Il fut un temps où les nations, mêmes armées jusqu’aux dents, feignaient de croire à un arbitre. Il siégeait à New York, envoyait ses casques bleus là où la paix vacillait, promouvait le droit, à défaut de le garantir. Cet arbitre, imparfait, parfois aveugle, portait un nom : l’Organisation des Nations unies. Aujourd’hui, deux puissances, l’une armée de la foi dans son exceptionnalisme, l’autre de la certitude que tout lui est permis au nom de sa survie, mènent une entreprise concertée de sa démolition.
Israël et les États-Unis n’ont pas seulement affaibli l’ONU, ils en ont miné le principe même. Leur acharnement contre l’UNRWA, contre l’UNICEF, contre l’OMS, contre le Conseil des droits de l’homme, n’est pas une querelle de bureaucratie. C’est un choix de monde. Un monde où l’aide est réservée aux loyaux, où le droit n’existe que s’il sert l’intérêt national, où la paix n’est plus un horizon mais un obstacle à l’expansion.
Gaza est devenu le laboratoire de ce monde sans loi. La faim y remplace l’ordre. Les files d’attente à l’aide alimentaire sont visées par les drones. Les enfants n’ont plus de médecins, les blessés plus de soins. Les mots eux-mêmes s’effacent : ce n’est plus une enclave, c’est une expérience. Une expérience d’inhumanité, où l’on teste jusqu’où un peuple peut être brisé sans que le monde ne cille. Si tu veux manger, tu dois goûter à la mort, disent ceux qui ont survécu aux distributions.
Le silence de l’ONU n’est pas un choix. C’est un viol. Elle est attaquée, ses représentants tués, ses fonctions vidées de sens, son secrétaire général traité de complice du terrorisme. Son passé même est renié : qu’importe que ce soit elle qui ait validé la création d’Israël, elle est aujourd’hui traitée en ennemie.
Et dans ce monde où les États se réjouissent de ne plus être tenus par autre chose que leur force, que reste-t-il aux peuples ? Rien. Sauf la faim, le deuil, l’humiliation. À Gaza, la violence est directe, brutale, méthodique. Mais ailleurs, elle est sourde, rampante, masquée par l’indifférence. En Haïti, elle assiste impuissante à l’effondrement d’un État, faute de moyens, faute de mandat clair. En République démocratique du Congo, les massacres se poursuivent dans l’ombre, loin des caméras, loin des résolutions. C’est les puissances étrangères qui négocient la paix en fonction de leurs intérêts. Partout, l’organisation est paralysée, délégitimée, rendue inopérante par ceux-là mêmes qui l’ont fondée.

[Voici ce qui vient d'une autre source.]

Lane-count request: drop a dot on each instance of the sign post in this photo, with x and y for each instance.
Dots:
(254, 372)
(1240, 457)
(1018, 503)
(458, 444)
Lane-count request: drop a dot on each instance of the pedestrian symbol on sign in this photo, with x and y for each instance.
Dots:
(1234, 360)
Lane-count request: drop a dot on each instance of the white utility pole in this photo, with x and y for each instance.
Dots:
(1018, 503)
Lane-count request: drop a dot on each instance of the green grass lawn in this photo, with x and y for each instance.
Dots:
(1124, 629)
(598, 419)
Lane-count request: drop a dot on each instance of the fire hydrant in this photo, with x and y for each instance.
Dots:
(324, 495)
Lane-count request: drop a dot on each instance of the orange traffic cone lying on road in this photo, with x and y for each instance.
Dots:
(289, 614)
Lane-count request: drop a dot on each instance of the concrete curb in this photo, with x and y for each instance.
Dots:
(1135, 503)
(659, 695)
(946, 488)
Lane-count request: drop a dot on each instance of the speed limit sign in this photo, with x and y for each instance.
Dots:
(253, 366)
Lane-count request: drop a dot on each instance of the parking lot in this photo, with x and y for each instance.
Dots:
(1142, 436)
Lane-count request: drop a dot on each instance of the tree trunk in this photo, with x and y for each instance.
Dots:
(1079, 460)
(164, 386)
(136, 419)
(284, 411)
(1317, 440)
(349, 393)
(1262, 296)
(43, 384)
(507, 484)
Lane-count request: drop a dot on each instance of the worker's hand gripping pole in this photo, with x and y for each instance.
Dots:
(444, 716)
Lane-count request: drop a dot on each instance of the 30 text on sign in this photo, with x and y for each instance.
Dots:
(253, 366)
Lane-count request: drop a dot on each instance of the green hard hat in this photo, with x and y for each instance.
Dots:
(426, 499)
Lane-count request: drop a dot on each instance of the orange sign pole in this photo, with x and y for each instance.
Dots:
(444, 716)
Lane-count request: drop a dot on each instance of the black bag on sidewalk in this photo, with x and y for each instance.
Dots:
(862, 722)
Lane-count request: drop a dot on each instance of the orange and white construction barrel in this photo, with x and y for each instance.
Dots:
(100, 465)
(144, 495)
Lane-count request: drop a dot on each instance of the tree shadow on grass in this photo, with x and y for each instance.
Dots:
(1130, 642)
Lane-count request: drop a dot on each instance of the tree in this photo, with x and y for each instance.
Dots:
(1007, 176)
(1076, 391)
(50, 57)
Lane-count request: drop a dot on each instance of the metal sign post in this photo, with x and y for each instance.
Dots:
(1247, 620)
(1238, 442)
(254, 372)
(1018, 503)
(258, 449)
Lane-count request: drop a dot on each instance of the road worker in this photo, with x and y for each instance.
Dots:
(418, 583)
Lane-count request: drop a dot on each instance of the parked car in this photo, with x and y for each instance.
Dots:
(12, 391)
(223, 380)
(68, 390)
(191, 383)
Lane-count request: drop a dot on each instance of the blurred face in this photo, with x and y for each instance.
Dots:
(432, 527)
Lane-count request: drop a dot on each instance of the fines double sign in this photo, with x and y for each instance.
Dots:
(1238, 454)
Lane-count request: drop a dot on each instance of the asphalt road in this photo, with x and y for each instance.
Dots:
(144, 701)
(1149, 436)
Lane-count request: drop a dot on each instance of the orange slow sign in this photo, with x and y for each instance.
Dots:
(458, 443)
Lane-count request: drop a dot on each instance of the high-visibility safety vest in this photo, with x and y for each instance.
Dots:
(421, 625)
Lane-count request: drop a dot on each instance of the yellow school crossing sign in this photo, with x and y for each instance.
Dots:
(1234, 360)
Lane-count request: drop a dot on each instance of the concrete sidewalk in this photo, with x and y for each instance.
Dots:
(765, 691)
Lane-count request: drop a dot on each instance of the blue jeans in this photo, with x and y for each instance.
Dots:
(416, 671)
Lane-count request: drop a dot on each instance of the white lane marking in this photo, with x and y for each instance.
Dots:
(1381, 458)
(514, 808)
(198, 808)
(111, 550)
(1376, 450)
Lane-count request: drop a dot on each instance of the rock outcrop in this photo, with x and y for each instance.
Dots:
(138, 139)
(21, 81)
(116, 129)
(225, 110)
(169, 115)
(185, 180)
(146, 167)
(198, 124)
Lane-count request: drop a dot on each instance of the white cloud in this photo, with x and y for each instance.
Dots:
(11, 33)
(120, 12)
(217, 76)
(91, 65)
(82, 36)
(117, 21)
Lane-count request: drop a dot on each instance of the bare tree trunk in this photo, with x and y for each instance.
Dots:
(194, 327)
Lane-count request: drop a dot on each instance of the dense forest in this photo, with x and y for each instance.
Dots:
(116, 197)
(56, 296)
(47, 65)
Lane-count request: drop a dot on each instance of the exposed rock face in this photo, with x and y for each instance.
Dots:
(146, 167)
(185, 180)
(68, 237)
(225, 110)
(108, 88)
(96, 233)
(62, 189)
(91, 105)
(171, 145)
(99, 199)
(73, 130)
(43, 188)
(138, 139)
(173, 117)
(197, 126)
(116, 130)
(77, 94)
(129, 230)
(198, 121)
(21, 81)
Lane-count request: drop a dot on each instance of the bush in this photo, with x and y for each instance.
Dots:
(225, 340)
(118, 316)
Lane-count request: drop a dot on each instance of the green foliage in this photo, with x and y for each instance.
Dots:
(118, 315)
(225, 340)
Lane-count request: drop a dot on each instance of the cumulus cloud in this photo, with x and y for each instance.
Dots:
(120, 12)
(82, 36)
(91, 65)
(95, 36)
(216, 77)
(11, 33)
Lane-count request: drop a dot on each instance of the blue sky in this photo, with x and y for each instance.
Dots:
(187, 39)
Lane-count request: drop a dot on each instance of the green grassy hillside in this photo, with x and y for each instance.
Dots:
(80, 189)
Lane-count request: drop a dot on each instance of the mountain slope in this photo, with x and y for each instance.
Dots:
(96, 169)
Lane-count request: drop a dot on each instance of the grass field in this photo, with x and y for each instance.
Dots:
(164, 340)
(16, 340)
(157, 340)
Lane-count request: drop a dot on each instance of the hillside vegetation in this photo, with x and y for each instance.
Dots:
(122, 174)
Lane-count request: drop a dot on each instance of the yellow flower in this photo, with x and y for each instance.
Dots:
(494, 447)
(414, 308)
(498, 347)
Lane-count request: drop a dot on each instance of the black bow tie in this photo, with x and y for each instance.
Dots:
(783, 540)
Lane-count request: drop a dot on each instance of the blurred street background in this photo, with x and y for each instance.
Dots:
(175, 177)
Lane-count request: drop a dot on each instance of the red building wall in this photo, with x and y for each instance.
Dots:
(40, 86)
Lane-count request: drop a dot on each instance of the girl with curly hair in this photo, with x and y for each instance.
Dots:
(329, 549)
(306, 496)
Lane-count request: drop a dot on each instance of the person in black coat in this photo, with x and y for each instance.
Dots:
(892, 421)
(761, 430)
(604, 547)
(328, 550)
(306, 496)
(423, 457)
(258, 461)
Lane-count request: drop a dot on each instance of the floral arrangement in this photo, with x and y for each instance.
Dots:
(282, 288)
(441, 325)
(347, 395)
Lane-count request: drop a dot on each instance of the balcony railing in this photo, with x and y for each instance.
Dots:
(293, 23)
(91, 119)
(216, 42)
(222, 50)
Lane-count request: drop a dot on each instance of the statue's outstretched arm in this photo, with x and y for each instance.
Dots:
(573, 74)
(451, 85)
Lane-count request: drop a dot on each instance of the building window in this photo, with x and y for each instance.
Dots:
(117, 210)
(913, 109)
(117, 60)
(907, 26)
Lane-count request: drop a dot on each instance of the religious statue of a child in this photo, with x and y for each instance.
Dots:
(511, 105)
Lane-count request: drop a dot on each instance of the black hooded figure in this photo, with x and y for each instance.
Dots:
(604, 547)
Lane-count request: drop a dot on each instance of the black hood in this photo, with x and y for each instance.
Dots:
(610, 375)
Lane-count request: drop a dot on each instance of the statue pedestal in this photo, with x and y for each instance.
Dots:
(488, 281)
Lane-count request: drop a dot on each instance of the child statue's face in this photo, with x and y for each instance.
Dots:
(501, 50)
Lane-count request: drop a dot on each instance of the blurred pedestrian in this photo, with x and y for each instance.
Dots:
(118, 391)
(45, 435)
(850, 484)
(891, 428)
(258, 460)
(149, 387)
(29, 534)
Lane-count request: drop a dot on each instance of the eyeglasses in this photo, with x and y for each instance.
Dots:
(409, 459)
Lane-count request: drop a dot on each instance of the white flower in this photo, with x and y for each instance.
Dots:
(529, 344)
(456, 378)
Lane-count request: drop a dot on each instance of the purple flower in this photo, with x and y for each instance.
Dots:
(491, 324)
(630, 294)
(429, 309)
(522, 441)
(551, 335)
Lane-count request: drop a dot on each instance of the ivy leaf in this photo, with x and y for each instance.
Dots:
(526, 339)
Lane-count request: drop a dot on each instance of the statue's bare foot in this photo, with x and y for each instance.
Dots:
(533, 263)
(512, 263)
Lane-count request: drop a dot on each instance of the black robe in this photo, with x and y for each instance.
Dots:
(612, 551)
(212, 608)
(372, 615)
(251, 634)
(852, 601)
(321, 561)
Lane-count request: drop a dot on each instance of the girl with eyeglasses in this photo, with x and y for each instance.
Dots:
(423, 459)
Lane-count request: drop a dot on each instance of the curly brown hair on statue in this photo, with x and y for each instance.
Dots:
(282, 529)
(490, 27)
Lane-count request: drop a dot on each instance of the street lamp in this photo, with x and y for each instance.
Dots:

L’ordre international était déjà imparfait, mais sans lui il ne reste que le chaos légitimé. La puissance, quand elle ne rencontre aucun contrepoids, dévore tout, y compris ceux qui l’ont réclamée.
Ce n’est pas seulement Gaza qu’on tue. C’est l’idée même que le droit puisse un jour parler plus fort que le canon. Et ce jour-là, si l’on accepte qu’il s’efface, alors chacun devra goûter à la même désolation. Parce qu’il n’y aura plus personne pour dire non, et que le monde, débarrassé de tout arbitre, finira par être étranger à lui-même.